Dixon, who is black, said race relations in the town have improved since the majority black electorate chose Amacker for the mayor’s job.
Published 12:00 am Monday, January 8, 2001
“This town government has shown everyone that black people and white people can work together,” Dixon said.
But farmer Robbie Howard, a white Lake Providence native, said the town and parish are held back by what he called an uncompromising black political agenda.
“My beef is with the black community,” said Howard, who is white. “They’re colorblind. All they want is black control. They don’t look at qualifications when they’re hiring people, they look at skin color. They’re scared of white control of any agency.”
He said black leaders have blocked attempts at fiscal reform on the city board.
But both Barber, who is white, and Dixon, who is black, said many people in Lake Providence take unreasonably simple race-based views of politics.
“People shouldn’t be expected to know a lot about boards until they serve on them,” Dixon said. “I didn’t. The people we have on our boards aren’t interested in white control or black control, I think. If it was all black and white, why did Lake Providence, a majority black city, elect a white mayor (Amacker)?”
Dixon said Lake Providence is poised for an upswing, like the broken clocks in the parish courthouse that remain one tick away from the top of the hour. He cited the adoption of GASB, a new national regimen of government accountability standards. He praised the Louisiana Cottonland Museum, one of the town’s main tourist attractions.

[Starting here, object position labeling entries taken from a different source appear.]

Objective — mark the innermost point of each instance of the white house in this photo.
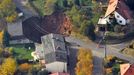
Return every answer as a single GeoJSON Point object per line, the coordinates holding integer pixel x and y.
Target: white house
{"type": "Point", "coordinates": [121, 11]}
{"type": "Point", "coordinates": [55, 52]}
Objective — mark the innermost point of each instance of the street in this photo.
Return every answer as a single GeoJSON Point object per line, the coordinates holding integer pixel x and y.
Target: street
{"type": "Point", "coordinates": [98, 53]}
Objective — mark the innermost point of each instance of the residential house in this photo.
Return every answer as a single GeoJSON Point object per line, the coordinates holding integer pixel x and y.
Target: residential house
{"type": "Point", "coordinates": [60, 73]}
{"type": "Point", "coordinates": [120, 11]}
{"type": "Point", "coordinates": [55, 52]}
{"type": "Point", "coordinates": [127, 69]}
{"type": "Point", "coordinates": [36, 27]}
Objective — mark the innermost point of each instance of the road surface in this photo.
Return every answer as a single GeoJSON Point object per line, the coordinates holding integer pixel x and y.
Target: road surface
{"type": "Point", "coordinates": [98, 53]}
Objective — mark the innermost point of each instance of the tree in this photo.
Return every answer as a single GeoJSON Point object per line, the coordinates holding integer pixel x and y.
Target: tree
{"type": "Point", "coordinates": [7, 10]}
{"type": "Point", "coordinates": [8, 67]}
{"type": "Point", "coordinates": [1, 38]}
{"type": "Point", "coordinates": [85, 63]}
{"type": "Point", "coordinates": [25, 67]}
{"type": "Point", "coordinates": [6, 38]}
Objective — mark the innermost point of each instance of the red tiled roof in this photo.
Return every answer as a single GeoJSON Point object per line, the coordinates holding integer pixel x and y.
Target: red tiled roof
{"type": "Point", "coordinates": [120, 7]}
{"type": "Point", "coordinates": [127, 69]}
{"type": "Point", "coordinates": [130, 70]}
{"type": "Point", "coordinates": [124, 10]}
{"type": "Point", "coordinates": [111, 7]}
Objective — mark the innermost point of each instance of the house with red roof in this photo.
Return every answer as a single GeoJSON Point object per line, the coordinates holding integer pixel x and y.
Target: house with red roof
{"type": "Point", "coordinates": [120, 11]}
{"type": "Point", "coordinates": [127, 69]}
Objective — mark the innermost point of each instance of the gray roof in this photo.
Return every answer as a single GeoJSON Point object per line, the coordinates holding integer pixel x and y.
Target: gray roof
{"type": "Point", "coordinates": [54, 48]}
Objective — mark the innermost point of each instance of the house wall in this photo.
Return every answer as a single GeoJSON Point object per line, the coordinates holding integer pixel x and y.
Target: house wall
{"type": "Point", "coordinates": [15, 29]}
{"type": "Point", "coordinates": [119, 18]}
{"type": "Point", "coordinates": [57, 66]}
{"type": "Point", "coordinates": [20, 41]}
{"type": "Point", "coordinates": [39, 50]}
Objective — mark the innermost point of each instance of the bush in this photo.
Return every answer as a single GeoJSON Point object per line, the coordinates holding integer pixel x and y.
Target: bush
{"type": "Point", "coordinates": [25, 67]}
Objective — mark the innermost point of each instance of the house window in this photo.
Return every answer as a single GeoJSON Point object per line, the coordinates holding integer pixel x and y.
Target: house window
{"type": "Point", "coordinates": [118, 16]}
{"type": "Point", "coordinates": [120, 21]}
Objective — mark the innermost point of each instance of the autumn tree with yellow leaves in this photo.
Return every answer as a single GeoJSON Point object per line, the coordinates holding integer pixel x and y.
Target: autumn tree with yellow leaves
{"type": "Point", "coordinates": [85, 63]}
{"type": "Point", "coordinates": [8, 10]}
{"type": "Point", "coordinates": [8, 67]}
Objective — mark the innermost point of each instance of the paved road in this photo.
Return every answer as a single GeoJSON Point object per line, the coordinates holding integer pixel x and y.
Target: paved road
{"type": "Point", "coordinates": [28, 12]}
{"type": "Point", "coordinates": [99, 53]}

And regardless of what happens in Lake Providence, some residents will always call the town home.
Flo Guenard said she’s as staked to her native soil as Arlington, the stately home that’s been in her family for generations. The oaks in her front yard saw Confederate loyalists gather in 1861 for a famous secession ball. They also shaded her great-uncle Joseph Ransdell, a U.S. senator who served in Washington until being unseated in the 1930s by then-Gov. Huey Long. And Guenard is determined that the trees won’t see her leave.
“We have great friends here,” she said. “We have relatives here. This town is still something to be proud of. We have the most beautiful location in northeastern Louisiana.”
Similarly, Irene Lester, a clerk at a grocery store feet from where Green was killed, said her family ties are what keep her in Lake Providence.
“My family’s here. My mother’s here,” she said. “As long as she’s here, I’ll be here.”